This is a question related to how people are handling a situation in the user interface for a web application. I have a page which is displayed when a user wants to create/edit a Parent object. It has a few attributes related to this Parent object, as well as a Save button so the Parent can be saved. Each Parent object has a collection of Child objects (displayed in a grid on the same page), and on this same screen the user can add/modify/remove Child objects, similar to the following:
Parent Information:
ParentName: [textbox]
ParentDate: [datepicker]
Children Information:
ChildName ChildDate Delete
[textbox] [datepicker] [button]
[textbox] [datepicker] [button]
[textbox] [datepicker] [button]
[Add Child button]
[Save button] [Cancel button]
Notice that I really want to only have buttons when I need to: one Save button (to rule them all!). I am trying to enable the following scenario when the user is creating or editing a Parent object:
- The user modifies Parent information (nothing saved to database yet)
- The user adds/modifies/removes Child objects (nothing saved to database yet)
- The user clicks Save (and all Parent and Child information is saved)
Through all kinds of fancy AJAX-ish stuff I can make this happen without page refreshes, but I am saving all the intermediate changes to the into the user's session on the web server each time in the meantime.

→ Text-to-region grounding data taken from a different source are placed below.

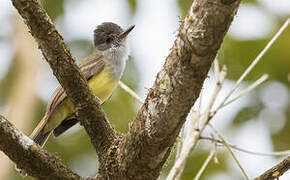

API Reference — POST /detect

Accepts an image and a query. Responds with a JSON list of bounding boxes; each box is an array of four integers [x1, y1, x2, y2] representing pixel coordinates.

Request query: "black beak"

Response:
[[119, 25, 135, 40]]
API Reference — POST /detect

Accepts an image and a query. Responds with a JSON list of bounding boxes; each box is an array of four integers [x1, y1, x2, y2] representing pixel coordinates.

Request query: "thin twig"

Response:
[[116, 72, 271, 176], [209, 123, 250, 180], [200, 65, 227, 127], [166, 66, 227, 180], [119, 81, 143, 104], [175, 125, 185, 162], [198, 91, 203, 116], [200, 136, 290, 157], [173, 111, 200, 180], [119, 79, 193, 164], [213, 140, 219, 164], [120, 62, 273, 178], [222, 74, 269, 107], [214, 18, 289, 113], [169, 17, 289, 180], [193, 145, 216, 180], [213, 59, 220, 82]]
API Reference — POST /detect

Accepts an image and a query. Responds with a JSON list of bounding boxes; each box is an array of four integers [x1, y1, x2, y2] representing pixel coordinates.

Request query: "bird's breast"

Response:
[[88, 68, 118, 102]]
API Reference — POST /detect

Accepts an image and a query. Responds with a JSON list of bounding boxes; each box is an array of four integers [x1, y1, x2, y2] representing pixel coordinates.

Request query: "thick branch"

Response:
[[11, 0, 115, 155], [255, 156, 290, 180], [0, 115, 81, 180], [115, 0, 241, 179]]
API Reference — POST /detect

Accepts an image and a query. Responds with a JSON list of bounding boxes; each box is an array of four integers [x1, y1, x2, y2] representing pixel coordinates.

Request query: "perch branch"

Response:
[[0, 115, 81, 180], [110, 0, 242, 179]]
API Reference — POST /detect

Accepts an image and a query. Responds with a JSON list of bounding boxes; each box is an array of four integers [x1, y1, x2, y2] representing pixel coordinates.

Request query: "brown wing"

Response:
[[78, 54, 105, 80], [46, 54, 105, 116]]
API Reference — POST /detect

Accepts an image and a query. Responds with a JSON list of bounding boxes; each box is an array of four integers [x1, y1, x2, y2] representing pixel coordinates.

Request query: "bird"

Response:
[[30, 22, 135, 147]]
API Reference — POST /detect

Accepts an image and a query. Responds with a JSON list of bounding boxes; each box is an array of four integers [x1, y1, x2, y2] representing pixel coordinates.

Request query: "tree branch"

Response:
[[10, 0, 115, 156], [0, 115, 81, 180], [255, 156, 290, 180], [112, 0, 242, 179]]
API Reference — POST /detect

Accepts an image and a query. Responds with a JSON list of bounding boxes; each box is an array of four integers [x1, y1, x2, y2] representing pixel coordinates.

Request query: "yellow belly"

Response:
[[44, 69, 117, 133], [88, 69, 117, 102]]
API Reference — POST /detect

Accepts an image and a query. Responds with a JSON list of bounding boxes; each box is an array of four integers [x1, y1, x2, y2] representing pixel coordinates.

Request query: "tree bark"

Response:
[[100, 0, 241, 179], [255, 156, 290, 180], [0, 115, 81, 180]]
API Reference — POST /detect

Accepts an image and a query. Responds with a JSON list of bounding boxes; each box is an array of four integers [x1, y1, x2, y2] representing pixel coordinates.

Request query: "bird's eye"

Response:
[[106, 37, 113, 44]]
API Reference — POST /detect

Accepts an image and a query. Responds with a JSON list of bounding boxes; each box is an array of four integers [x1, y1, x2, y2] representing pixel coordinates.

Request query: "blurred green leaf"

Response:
[[218, 23, 290, 85], [0, 58, 20, 105], [29, 98, 47, 132], [42, 0, 65, 21], [162, 147, 228, 180], [242, 0, 258, 4], [177, 0, 193, 17], [272, 104, 290, 151], [182, 151, 228, 180], [68, 39, 94, 60], [127, 0, 137, 15], [231, 102, 263, 126]]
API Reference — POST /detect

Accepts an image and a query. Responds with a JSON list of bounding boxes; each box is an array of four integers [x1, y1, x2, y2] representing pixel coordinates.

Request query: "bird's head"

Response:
[[94, 22, 135, 51]]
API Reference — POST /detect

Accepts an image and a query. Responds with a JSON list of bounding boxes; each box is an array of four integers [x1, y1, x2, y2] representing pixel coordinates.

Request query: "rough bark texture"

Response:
[[100, 0, 241, 179], [255, 156, 290, 180], [0, 115, 81, 180], [10, 0, 116, 158]]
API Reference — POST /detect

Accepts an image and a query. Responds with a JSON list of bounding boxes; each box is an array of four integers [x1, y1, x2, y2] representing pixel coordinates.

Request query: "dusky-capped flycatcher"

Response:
[[30, 22, 135, 147]]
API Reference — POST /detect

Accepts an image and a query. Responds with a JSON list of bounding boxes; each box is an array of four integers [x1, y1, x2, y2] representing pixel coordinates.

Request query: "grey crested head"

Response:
[[93, 22, 135, 80], [93, 22, 135, 52]]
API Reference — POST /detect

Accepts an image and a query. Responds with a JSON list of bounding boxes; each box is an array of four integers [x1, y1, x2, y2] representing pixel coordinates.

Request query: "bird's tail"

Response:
[[30, 114, 51, 147], [15, 115, 51, 176]]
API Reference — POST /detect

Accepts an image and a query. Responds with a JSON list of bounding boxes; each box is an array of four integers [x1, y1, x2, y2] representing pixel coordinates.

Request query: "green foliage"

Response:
[[231, 94, 264, 126], [272, 106, 290, 150], [42, 0, 65, 21], [127, 0, 137, 15], [231, 105, 262, 125], [218, 24, 290, 84], [29, 98, 47, 132], [68, 40, 94, 60], [242, 0, 258, 4], [162, 146, 228, 180], [0, 57, 21, 105], [177, 0, 193, 17], [181, 150, 228, 179]]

For example: the user clicks "Add" button (to add a new Child object), so I go into the session, retrieve the Parent object I already had put there and add a new Child to the collection of Child objects, then bind this to the datalist. The next time the "Add" button is clicked, I have to save off the changes the user made to the first Child entry back into the object I retrieved from the session and repeat the process.
Is this crazy? Maybe I am trying to force "state" onto a "stateless" web application and shouldn't be doing that. I understand the concept of having per-lineitem editing in a grid, but that just seems silly for small screens where there's a couple of pieces of info for the Parent, a couple for each Child, and it's a lot of extra clicking for the user.
I think this question is technology independent, but just in case you need to know this is an ASP.NET web app.